Paisaje con el Profeta Elías en el desierto. Por Abraham Bloemaert

En la aridez evangélica del Mediterráneo, un aspirante a profeta se dirige al desierto. Como otros antes que él, sabe que una temporada en despoblado, comiendo langostas y algún dátil que el azar le depare, contribuirá a formarlo en la cepa enjuta de los predicadores. Sabe también que esos días le dirán, de una vez por todas, si sirve para lo que se ha propuesto; si tiene la resistencia y concentración necesarias.

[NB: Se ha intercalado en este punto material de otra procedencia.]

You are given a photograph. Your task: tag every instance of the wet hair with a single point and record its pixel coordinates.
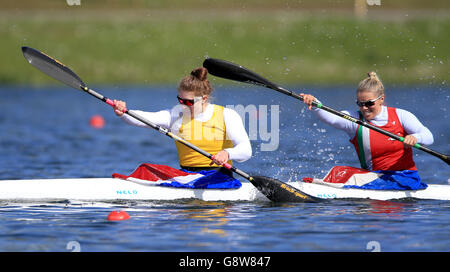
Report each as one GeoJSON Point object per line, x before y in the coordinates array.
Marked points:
{"type": "Point", "coordinates": [196, 82]}
{"type": "Point", "coordinates": [371, 84]}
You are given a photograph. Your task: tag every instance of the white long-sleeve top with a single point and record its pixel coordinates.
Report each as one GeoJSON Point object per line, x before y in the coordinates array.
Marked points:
{"type": "Point", "coordinates": [409, 121]}
{"type": "Point", "coordinates": [171, 119]}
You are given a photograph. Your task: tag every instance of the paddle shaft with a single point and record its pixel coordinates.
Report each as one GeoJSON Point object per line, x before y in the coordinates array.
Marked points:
{"type": "Point", "coordinates": [164, 131]}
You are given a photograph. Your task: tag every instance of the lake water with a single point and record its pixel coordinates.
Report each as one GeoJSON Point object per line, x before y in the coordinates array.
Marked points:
{"type": "Point", "coordinates": [45, 133]}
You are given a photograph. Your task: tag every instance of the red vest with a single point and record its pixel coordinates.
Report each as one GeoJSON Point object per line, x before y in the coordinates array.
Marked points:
{"type": "Point", "coordinates": [380, 152]}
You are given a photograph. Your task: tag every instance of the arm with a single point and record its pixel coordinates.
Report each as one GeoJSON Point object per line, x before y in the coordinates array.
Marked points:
{"type": "Point", "coordinates": [160, 118]}
{"type": "Point", "coordinates": [242, 149]}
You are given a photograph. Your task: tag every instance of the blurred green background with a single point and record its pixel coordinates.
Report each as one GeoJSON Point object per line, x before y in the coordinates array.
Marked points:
{"type": "Point", "coordinates": [290, 42]}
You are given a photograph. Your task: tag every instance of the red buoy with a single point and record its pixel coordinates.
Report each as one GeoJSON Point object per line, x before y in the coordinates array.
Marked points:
{"type": "Point", "coordinates": [118, 216]}
{"type": "Point", "coordinates": [97, 121]}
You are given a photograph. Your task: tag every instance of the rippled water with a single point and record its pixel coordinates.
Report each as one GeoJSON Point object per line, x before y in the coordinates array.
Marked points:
{"type": "Point", "coordinates": [45, 133]}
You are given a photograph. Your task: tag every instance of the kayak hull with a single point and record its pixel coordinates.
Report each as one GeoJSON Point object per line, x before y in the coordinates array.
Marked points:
{"type": "Point", "coordinates": [110, 189]}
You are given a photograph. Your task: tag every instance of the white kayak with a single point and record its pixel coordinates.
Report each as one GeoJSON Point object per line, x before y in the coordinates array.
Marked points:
{"type": "Point", "coordinates": [110, 189]}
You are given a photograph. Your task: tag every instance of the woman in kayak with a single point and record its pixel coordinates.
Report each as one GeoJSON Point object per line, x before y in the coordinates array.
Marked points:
{"type": "Point", "coordinates": [376, 151]}
{"type": "Point", "coordinates": [213, 128]}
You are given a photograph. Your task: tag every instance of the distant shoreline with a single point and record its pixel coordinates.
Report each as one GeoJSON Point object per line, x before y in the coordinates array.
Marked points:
{"type": "Point", "coordinates": [116, 47]}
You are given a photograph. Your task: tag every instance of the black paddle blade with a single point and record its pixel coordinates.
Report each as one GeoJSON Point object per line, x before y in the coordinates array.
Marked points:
{"type": "Point", "coordinates": [278, 191]}
{"type": "Point", "coordinates": [52, 67]}
{"type": "Point", "coordinates": [229, 70]}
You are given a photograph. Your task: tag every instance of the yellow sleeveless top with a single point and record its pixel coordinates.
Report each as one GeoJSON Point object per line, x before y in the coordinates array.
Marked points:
{"type": "Point", "coordinates": [209, 136]}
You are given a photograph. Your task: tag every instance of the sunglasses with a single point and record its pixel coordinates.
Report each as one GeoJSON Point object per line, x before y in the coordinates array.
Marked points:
{"type": "Point", "coordinates": [368, 103]}
{"type": "Point", "coordinates": [187, 102]}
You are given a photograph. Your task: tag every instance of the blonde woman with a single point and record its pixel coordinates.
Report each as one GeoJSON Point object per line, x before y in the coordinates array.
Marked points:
{"type": "Point", "coordinates": [213, 128]}
{"type": "Point", "coordinates": [376, 151]}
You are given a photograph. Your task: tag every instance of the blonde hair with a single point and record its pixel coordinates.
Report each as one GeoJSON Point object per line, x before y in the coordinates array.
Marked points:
{"type": "Point", "coordinates": [371, 84]}
{"type": "Point", "coordinates": [196, 82]}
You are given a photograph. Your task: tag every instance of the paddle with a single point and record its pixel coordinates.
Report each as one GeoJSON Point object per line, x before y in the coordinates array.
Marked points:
{"type": "Point", "coordinates": [228, 70]}
{"type": "Point", "coordinates": [273, 189]}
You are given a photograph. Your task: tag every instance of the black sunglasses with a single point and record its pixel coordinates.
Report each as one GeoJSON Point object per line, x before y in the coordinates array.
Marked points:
{"type": "Point", "coordinates": [368, 103]}
{"type": "Point", "coordinates": [187, 102]}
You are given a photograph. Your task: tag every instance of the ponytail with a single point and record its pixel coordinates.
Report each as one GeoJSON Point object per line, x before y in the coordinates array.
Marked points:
{"type": "Point", "coordinates": [371, 84]}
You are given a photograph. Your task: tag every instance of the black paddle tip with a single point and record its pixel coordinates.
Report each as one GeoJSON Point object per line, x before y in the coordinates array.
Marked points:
{"type": "Point", "coordinates": [278, 191]}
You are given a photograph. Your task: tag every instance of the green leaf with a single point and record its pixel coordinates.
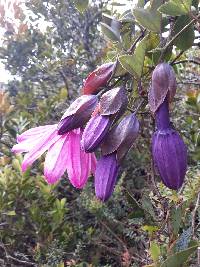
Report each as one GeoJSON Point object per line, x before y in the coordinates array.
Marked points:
{"type": "Point", "coordinates": [179, 258]}
{"type": "Point", "coordinates": [134, 63]}
{"type": "Point", "coordinates": [150, 228]}
{"type": "Point", "coordinates": [109, 32]}
{"type": "Point", "coordinates": [147, 206]}
{"type": "Point", "coordinates": [176, 7]}
{"type": "Point", "coordinates": [186, 39]}
{"type": "Point", "coordinates": [81, 5]}
{"type": "Point", "coordinates": [150, 19]}
{"type": "Point", "coordinates": [154, 251]}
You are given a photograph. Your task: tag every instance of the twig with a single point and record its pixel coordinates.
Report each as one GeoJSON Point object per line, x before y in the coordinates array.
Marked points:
{"type": "Point", "coordinates": [116, 236]}
{"type": "Point", "coordinates": [26, 263]}
{"type": "Point", "coordinates": [194, 214]}
{"type": "Point", "coordinates": [180, 54]}
{"type": "Point", "coordinates": [131, 49]}
{"type": "Point", "coordinates": [188, 82]}
{"type": "Point", "coordinates": [185, 61]}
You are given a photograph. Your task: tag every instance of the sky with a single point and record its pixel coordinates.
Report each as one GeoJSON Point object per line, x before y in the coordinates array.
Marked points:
{"type": "Point", "coordinates": [4, 74]}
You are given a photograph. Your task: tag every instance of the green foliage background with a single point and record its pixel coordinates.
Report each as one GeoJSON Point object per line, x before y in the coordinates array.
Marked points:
{"type": "Point", "coordinates": [144, 223]}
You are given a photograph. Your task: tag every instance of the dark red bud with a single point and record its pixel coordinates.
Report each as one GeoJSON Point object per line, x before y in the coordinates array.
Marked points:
{"type": "Point", "coordinates": [98, 78]}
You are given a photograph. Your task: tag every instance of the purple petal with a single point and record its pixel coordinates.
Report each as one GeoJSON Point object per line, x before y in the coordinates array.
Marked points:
{"type": "Point", "coordinates": [163, 84]}
{"type": "Point", "coordinates": [105, 176]}
{"type": "Point", "coordinates": [56, 160]}
{"type": "Point", "coordinates": [98, 78]}
{"type": "Point", "coordinates": [93, 163]}
{"type": "Point", "coordinates": [162, 116]}
{"type": "Point", "coordinates": [121, 137]}
{"type": "Point", "coordinates": [113, 101]}
{"type": "Point", "coordinates": [170, 157]}
{"type": "Point", "coordinates": [94, 132]}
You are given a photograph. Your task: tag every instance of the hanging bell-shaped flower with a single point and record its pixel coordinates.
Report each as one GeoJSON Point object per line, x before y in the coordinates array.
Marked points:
{"type": "Point", "coordinates": [170, 157]}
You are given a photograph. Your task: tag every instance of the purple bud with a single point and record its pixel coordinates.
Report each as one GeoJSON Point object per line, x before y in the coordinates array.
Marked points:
{"type": "Point", "coordinates": [170, 157]}
{"type": "Point", "coordinates": [121, 137]}
{"type": "Point", "coordinates": [94, 132]}
{"type": "Point", "coordinates": [105, 176]}
{"type": "Point", "coordinates": [113, 101]}
{"type": "Point", "coordinates": [77, 114]}
{"type": "Point", "coordinates": [163, 86]}
{"type": "Point", "coordinates": [162, 116]}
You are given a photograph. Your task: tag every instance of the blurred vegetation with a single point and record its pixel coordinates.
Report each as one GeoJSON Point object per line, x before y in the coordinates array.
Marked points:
{"type": "Point", "coordinates": [144, 223]}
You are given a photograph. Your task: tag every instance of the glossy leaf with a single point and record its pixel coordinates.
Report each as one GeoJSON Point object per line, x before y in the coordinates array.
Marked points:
{"type": "Point", "coordinates": [110, 33]}
{"type": "Point", "coordinates": [185, 40]}
{"type": "Point", "coordinates": [121, 137]}
{"type": "Point", "coordinates": [176, 7]}
{"type": "Point", "coordinates": [113, 101]}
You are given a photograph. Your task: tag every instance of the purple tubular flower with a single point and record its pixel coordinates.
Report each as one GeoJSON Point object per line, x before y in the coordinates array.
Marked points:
{"type": "Point", "coordinates": [168, 149]}
{"type": "Point", "coordinates": [94, 132]}
{"type": "Point", "coordinates": [170, 157]}
{"type": "Point", "coordinates": [163, 86]}
{"type": "Point", "coordinates": [77, 114]}
{"type": "Point", "coordinates": [105, 176]}
{"type": "Point", "coordinates": [162, 116]}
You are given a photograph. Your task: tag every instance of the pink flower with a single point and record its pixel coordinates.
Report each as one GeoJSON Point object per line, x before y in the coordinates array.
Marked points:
{"type": "Point", "coordinates": [64, 152]}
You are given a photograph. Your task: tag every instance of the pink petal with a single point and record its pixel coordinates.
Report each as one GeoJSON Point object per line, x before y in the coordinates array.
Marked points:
{"type": "Point", "coordinates": [35, 132]}
{"type": "Point", "coordinates": [93, 163]}
{"type": "Point", "coordinates": [56, 160]}
{"type": "Point", "coordinates": [39, 148]}
{"type": "Point", "coordinates": [78, 163]}
{"type": "Point", "coordinates": [30, 138]}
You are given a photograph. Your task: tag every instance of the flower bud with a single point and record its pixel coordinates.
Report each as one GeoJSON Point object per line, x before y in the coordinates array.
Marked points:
{"type": "Point", "coordinates": [113, 101]}
{"type": "Point", "coordinates": [162, 116]}
{"type": "Point", "coordinates": [121, 137]}
{"type": "Point", "coordinates": [94, 132]}
{"type": "Point", "coordinates": [98, 78]}
{"type": "Point", "coordinates": [77, 114]}
{"type": "Point", "coordinates": [170, 157]}
{"type": "Point", "coordinates": [163, 85]}
{"type": "Point", "coordinates": [105, 176]}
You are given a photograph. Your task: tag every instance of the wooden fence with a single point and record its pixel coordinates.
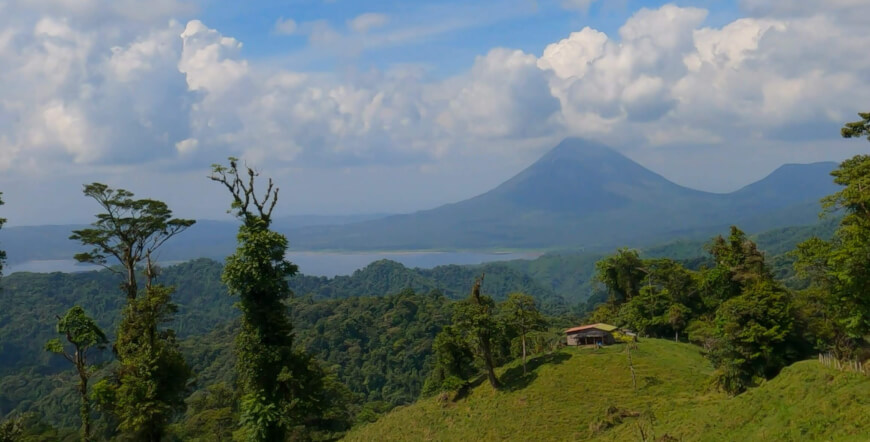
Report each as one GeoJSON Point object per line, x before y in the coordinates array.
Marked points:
{"type": "Point", "coordinates": [828, 360]}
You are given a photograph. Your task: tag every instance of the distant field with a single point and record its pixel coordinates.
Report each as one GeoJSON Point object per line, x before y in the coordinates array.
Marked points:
{"type": "Point", "coordinates": [586, 394]}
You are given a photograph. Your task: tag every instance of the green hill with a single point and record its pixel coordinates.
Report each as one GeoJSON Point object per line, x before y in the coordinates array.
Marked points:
{"type": "Point", "coordinates": [586, 394]}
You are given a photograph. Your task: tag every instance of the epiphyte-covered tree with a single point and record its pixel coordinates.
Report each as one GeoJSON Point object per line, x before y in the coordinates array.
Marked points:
{"type": "Point", "coordinates": [475, 318]}
{"type": "Point", "coordinates": [838, 269]}
{"type": "Point", "coordinates": [150, 383]}
{"type": "Point", "coordinates": [257, 273]}
{"type": "Point", "coordinates": [453, 366]}
{"type": "Point", "coordinates": [128, 230]}
{"type": "Point", "coordinates": [83, 334]}
{"type": "Point", "coordinates": [2, 253]}
{"type": "Point", "coordinates": [622, 274]}
{"type": "Point", "coordinates": [520, 313]}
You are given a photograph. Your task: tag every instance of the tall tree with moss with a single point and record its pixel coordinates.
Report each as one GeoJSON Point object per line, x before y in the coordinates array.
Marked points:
{"type": "Point", "coordinates": [839, 270]}
{"type": "Point", "coordinates": [520, 313]}
{"type": "Point", "coordinates": [475, 319]}
{"type": "Point", "coordinates": [2, 252]}
{"type": "Point", "coordinates": [753, 314]}
{"type": "Point", "coordinates": [84, 335]}
{"type": "Point", "coordinates": [151, 381]}
{"type": "Point", "coordinates": [257, 273]}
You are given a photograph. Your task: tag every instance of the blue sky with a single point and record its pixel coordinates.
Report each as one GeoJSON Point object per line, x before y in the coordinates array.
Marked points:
{"type": "Point", "coordinates": [341, 100]}
{"type": "Point", "coordinates": [470, 28]}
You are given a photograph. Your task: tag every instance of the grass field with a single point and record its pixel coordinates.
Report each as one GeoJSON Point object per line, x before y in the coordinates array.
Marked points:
{"type": "Point", "coordinates": [588, 394]}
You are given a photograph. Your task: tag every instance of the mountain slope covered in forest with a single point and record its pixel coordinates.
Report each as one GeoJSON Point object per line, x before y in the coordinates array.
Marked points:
{"type": "Point", "coordinates": [587, 394]}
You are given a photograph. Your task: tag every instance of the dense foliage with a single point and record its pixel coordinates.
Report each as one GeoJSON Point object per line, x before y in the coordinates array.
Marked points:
{"type": "Point", "coordinates": [149, 384]}
{"type": "Point", "coordinates": [347, 349]}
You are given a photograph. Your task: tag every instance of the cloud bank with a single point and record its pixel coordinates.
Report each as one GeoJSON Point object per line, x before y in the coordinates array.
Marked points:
{"type": "Point", "coordinates": [96, 83]}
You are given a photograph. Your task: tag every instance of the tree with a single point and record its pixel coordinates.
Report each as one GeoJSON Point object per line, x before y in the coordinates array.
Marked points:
{"type": "Point", "coordinates": [474, 317]}
{"type": "Point", "coordinates": [839, 270]}
{"type": "Point", "coordinates": [622, 274]}
{"type": "Point", "coordinates": [257, 273]}
{"type": "Point", "coordinates": [83, 333]}
{"type": "Point", "coordinates": [859, 128]}
{"type": "Point", "coordinates": [454, 362]}
{"type": "Point", "coordinates": [2, 252]}
{"type": "Point", "coordinates": [149, 385]}
{"type": "Point", "coordinates": [129, 230]}
{"type": "Point", "coordinates": [519, 312]}
{"type": "Point", "coordinates": [750, 335]}
{"type": "Point", "coordinates": [738, 262]}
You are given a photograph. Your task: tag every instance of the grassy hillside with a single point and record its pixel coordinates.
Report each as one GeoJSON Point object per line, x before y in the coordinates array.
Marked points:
{"type": "Point", "coordinates": [586, 394]}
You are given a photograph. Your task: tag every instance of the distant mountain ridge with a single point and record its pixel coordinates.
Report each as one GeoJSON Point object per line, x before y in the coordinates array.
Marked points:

No ignora que la tentación vendrá a buscarlo, pero sólo puede suponer las formas que va a tomar. Ha escuchado relatos espeluznantes de figuras horrendas, y aterradoras descripciones de mujeres que harían pedazos la voluntad de cualquiera. Pero le cuesta trabajo pensar en una tentación que pueda vencerlo, y de ahí deriva una seguridad intensa e inocente.

Ha tomado la decisión de pasar a la intemperie cuarenta días con sus noches, tal vez porque ese número es mágico: habla de ritos e historias que inquietan los libros sagrados. Habla también, misteriosamente, de muchedumbres: podría pensarse que se encuentra en la frontera de lo incontable.

Al principio, su principal enemigo es el aburrimiento, esa entidad vasta y vacía que se adueña del cuerpo con una fuerza inexorable y lenta.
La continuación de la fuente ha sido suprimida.